# Best bank or credit union for foreigners in the Netherlands?



## nauru

Ideally no monthly fees for the account or for the bank card, and as little hassle as possible when opening the account? (just 2 pieces of ID, no home rental contract or utility bill requirement)

Anyone know which is the best? I was thoroughly unimpressed with ABN Amro, probably the worst bank I have ever experienced in my life. Have had good experiences with ING in Canada (no fees ever, and high interest on all savings with no catch and no hassles when opening the account--it could be opened through the mail) but not sure if the Dutch ING is as good.

Also what is the situation with cross-border banking/withdrawals within the EU? If you are with a Belgian bank and then withdraw cash at a Dutch ATM do you get charged extra for this or not?

Thanks.


----------



## Ti_

What are your determinants for placing ABN Amro as the 'worst bank'? And what are your determinants for a good bank? In general, ING bank is being used by many Dutch people. I use ING also and have had no complaints or whatsoever. Cash withdrawals can be charged extra, this depends on the bank. Please also note that if you are banking at ING and would like to withdraw money at ABN Amro you are only allowed to use 1 ATM a day at a 'foreign bank'.


----------



## nauru

ABN Amro was the worst bank I've ever experienced because they would repeatedly mess up trivial tasks, such as an address change. I had to go to a branch nine times and have the manager personally change the address in order for them to get it right in their computer systems. Also they charged some weird fees that I didn't agree with, such as a fee for having a bank card, some other fees for seemingly nothing.

I have used ING Direct before (in North America) and been impressed with the level of service there and the lack of fees. Does this standard of quality translate to the Dutch version of ING? I don't mind only being able to use the ATM of the bank where I'm an account holder.
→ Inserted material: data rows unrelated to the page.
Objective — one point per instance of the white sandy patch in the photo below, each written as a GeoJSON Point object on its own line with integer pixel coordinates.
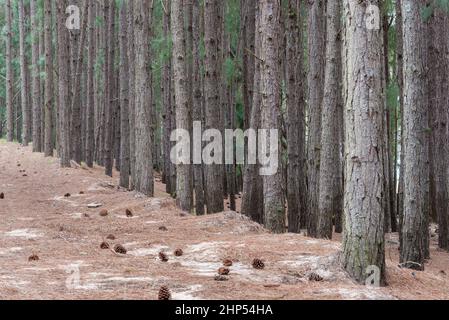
{"type": "Point", "coordinates": [144, 252]}
{"type": "Point", "coordinates": [10, 250]}
{"type": "Point", "coordinates": [188, 294]}
{"type": "Point", "coordinates": [24, 233]}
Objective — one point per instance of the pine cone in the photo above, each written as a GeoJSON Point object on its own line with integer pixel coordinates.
{"type": "Point", "coordinates": [164, 293]}
{"type": "Point", "coordinates": [163, 257]}
{"type": "Point", "coordinates": [104, 246]}
{"type": "Point", "coordinates": [223, 271]}
{"type": "Point", "coordinates": [179, 253]}
{"type": "Point", "coordinates": [315, 277]}
{"type": "Point", "coordinates": [104, 213]}
{"type": "Point", "coordinates": [120, 249]}
{"type": "Point", "coordinates": [227, 263]}
{"type": "Point", "coordinates": [33, 258]}
{"type": "Point", "coordinates": [258, 264]}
Being able to use a different ATM for free once per day would be like a bonus. (UK is remarkable in that people can use any bank, anytime, for withdrawals)
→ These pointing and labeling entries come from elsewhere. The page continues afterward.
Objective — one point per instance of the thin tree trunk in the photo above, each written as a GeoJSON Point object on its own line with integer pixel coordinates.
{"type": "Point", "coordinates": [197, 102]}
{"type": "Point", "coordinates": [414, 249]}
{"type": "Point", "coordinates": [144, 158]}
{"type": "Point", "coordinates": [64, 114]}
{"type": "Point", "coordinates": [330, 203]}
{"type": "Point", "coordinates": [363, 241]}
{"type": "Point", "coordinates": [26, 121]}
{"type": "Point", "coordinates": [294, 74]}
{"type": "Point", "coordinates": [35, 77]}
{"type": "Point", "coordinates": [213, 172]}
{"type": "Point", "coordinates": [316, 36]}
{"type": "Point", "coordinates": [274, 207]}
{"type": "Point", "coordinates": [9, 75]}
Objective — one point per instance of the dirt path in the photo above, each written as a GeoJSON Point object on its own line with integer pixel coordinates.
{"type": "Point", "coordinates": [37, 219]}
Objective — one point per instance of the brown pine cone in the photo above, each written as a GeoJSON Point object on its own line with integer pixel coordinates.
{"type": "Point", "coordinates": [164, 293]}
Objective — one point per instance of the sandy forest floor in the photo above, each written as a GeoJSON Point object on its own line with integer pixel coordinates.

What do you mean cash withdrawals can be charged extra?

Basically what I'm looking for is the most inexpensive and pain-free way to do the following:

Open an account, as a foreigner
Change my address
Withdraw cash from my bank's ATM 4 times per month
Receive wire transfers from abroad at the lowest cost possible (low or no fee for incoming wire transfers
Make deposits occasionally
Use a bank card at point of sale to make small and medium-sized purchases

Extras that would be nice: low or no fees for withdrawing money in other European countries.
No monthly fees (or very low)
No strange fees for having a bank card
Be able to do everything online or at an ATM, so I don't have to actually go to a branch.


----------



## tjeerd7c

I think ING is great!!! And with the worldwide cover it should not be to difficult as a already existing customer!! 

Good luck


----------